Kafamı sallayarak gülümsedim ve kapıyı açarak onun binmesini sağladım. Hemen ardından ben de şoför koltuğuna süzüldüğüm sırada arka cama sıkılan kurşunun sesiyle cam kırıklarının sesi karışmıştı. Devin'e hızla başını eğmesini emrettikten sonra arabayı çalıştırdım ve gazı kökledim. Direksiyonu çevirmeden hemen önce yerde yatan abime baktım.

Onun için geri dönecektim.

Devin...

Renkler. Her bir rengin insanlara hissettirdiği şeyler vardır. Öyle ya, her insana da farklı şeyler hissettirir. Bana göre kırmızı cezbedici bir renktir. Ama bu caziplik kanın rengiyle zedelenir. Mavi özgürlüğün rengidir benim için. Gökyüzü ve denizlerin rengi... Uçsuz bucaksız hayallerin rengidir. Yitirildikten sonra değeri kalmayan bir renktir. Mordur benim için asalet. Giyilen kıyafette, kullanılan aksesuarlarda ve veya her yerde; asildir mor.

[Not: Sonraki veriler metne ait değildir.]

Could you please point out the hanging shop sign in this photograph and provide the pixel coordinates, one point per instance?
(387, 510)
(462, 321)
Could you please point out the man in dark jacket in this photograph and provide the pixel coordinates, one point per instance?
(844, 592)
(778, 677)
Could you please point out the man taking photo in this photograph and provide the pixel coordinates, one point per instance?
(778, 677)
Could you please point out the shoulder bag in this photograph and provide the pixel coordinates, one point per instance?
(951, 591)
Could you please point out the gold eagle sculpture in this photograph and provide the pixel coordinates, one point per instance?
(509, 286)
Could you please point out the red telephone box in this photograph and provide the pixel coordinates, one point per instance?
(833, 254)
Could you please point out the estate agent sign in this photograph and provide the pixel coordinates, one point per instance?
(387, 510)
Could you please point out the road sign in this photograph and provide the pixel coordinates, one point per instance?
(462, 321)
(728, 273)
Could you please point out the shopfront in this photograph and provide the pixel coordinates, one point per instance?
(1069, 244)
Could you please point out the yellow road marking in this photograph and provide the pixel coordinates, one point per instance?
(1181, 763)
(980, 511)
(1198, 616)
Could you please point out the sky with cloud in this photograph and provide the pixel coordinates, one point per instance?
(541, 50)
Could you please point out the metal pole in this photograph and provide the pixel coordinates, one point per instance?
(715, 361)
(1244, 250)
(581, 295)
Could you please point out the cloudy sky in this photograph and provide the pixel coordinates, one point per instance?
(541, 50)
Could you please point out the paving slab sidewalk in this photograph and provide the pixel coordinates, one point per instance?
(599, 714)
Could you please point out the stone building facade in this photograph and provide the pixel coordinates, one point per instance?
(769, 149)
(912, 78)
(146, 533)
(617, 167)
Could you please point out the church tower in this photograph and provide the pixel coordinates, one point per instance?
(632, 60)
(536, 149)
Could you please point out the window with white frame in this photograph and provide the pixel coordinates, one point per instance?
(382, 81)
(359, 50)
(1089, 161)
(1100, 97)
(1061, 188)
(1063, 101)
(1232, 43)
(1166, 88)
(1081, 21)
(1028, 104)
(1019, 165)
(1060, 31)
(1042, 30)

Ama bu asillik yenilen her bir tekmede, her bir yumrukta çürüyen etlerimizin morluğunda sarsılır. Oradaki morluk asil değildir. Çaresizdir. Bizlere yaşatılan her bir şey, renklerle kodlanabilir zihnimizde. Rengarenk dünyalara sahip olmak isteriz ama maalesef bunu elde edemeyiz. Tecrübe ettiğimiz her şey bizleri değiştirdiği gibi renklerin hissettirdiklerini de değiştirir. Gökkuşaklarından korkar hale geliriz. Siyaha sürükleniriz. Beyazda başlayan hayatımızda kirlenerek siyahta son buluruz. Ama karanlık en önemlisidir. Çünkü karanlık bir renk değildir. Karanlık, siyahtan daha çok şey öğretir. Karanlıkta renkler ölür. Karanlıkta gerçekler görünür. Karanlıktan korkulur çoğu zaman. Ama karanlıktır sığınılan liman. Karanlıktır aydınlığa açılan kapılar. Son olduğu kadar başlangıçtır karanlıktır.